Le sonrío y le asiento como muestra de aprobación, tras lo cual se le iluminan los ojos. Creo que a ambas nos hará falta algo de compañía en estos momentos.
Bajamos del carro y nuestras miradas van dirigidas en unísono al cielo, intentando averiguar dónde se sitúa el fin de los edificios tan altos que cubren toda la ciudad. Perplejos, nos vamos dispersando unos de otros. Aún incapaz de salir de su asombro, Celia me pregunta:
-Bueno, ¿ahora qué? – el miedo vuelve a apoderarse de ella, así que tengo que tomar las riendas de la situación. Tengo claro que el apoyo que me puede brindar en estas circunstancias puede ser determinante para no desistir, así que, al igual que hizo ella conmigo durante el viaje, intento calmarla.

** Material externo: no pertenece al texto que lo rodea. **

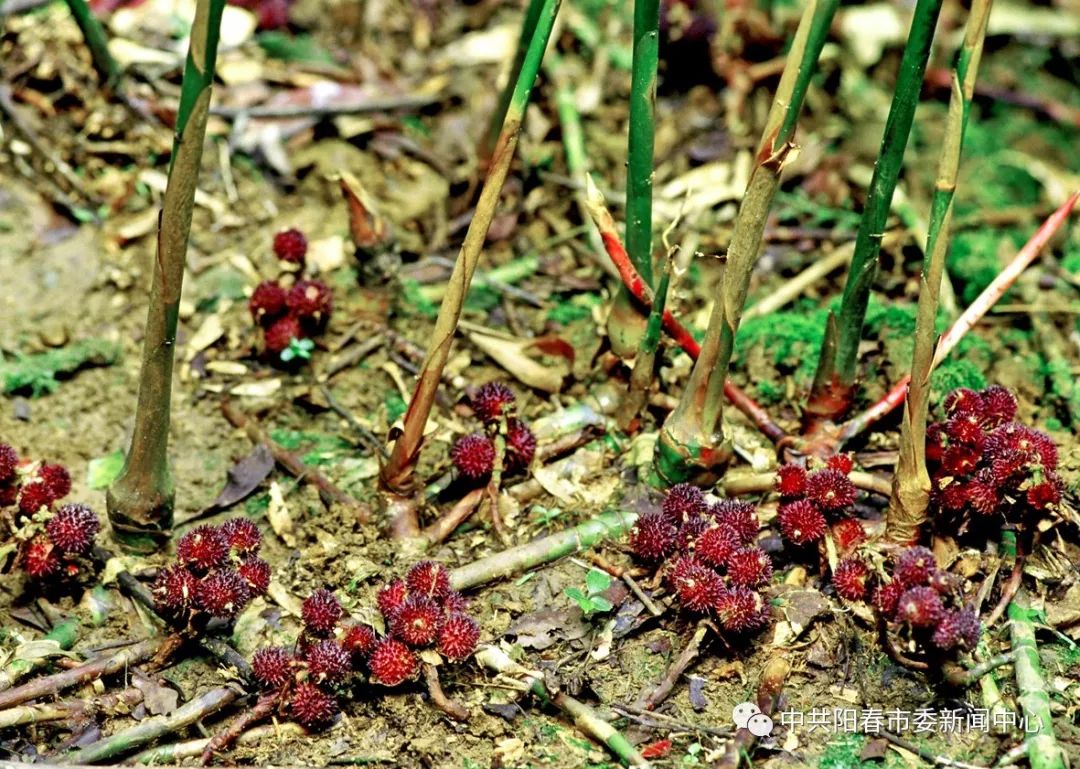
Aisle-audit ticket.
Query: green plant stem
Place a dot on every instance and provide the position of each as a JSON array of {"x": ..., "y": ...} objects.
[
  {"x": 61, "y": 637},
  {"x": 542, "y": 551},
  {"x": 97, "y": 41},
  {"x": 691, "y": 441},
  {"x": 834, "y": 380},
  {"x": 910, "y": 487},
  {"x": 140, "y": 501},
  {"x": 396, "y": 476},
  {"x": 1042, "y": 749}
]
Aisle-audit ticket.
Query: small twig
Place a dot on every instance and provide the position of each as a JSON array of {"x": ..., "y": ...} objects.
[{"x": 294, "y": 464}]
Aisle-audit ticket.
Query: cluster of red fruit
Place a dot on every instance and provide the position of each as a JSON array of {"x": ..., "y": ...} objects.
[
  {"x": 51, "y": 538},
  {"x": 216, "y": 574},
  {"x": 983, "y": 461},
  {"x": 419, "y": 611},
  {"x": 474, "y": 455},
  {"x": 723, "y": 571},
  {"x": 928, "y": 602},
  {"x": 298, "y": 312}
]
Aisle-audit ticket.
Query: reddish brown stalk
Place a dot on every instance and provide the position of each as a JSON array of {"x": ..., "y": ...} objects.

- ¿Tienes hambre? – asiente con la cabeza – Ven, vamos a buscar algún sitio en el que podamos comprar algo de comida; más tarde veremos donde podemos pasar la noche.
Entramos a un establecimiento enorme, lleno de baldas repletas de comida. En la comunidad, para poder obtener comida debemos esperar al sábado, día en el que los agricultores muestran los productos de sus cosechas en la plaza. Cada familia tiene asignados cierta cantidad de productos, la cual no puede excederse. Aquí todo es diferente: la gente tiene la libertad total de comprar cualquier cosa que desee, sin cantidades preestablecidas ni límites de ningún tipo. Acabamos decantándonos por un par de manzanas y algo de pan por el módico precio de 1 dólar. Salimos del establecimiento. El combustible de los automóviles, la gente corriendo de un lado para otro, las luces y el ruido que envuelve la ciudad es completamente atrayente, pero cuanto menos aturdidor. No nos deja pensar con claridad, así que, cuando encontramos un pequeño callejón donde todo parece algo más tranquilo, nos introducimos en él. Mientras comemos y pensamos qué será lo siguiente, vemos como alguien sale de la puerta trasera de un establecimiento a fumar. Es un muchacho de no más de 20 años de edad. No le presto mucha atención, pues su apariencia es la de otro filadelfiano más: atuendo desaliñado pero sencillo, compuesto por una camiseta y unos vaqueros, pelo despeinado, aire misterioso, pero con una sonrisa cálida y cercana.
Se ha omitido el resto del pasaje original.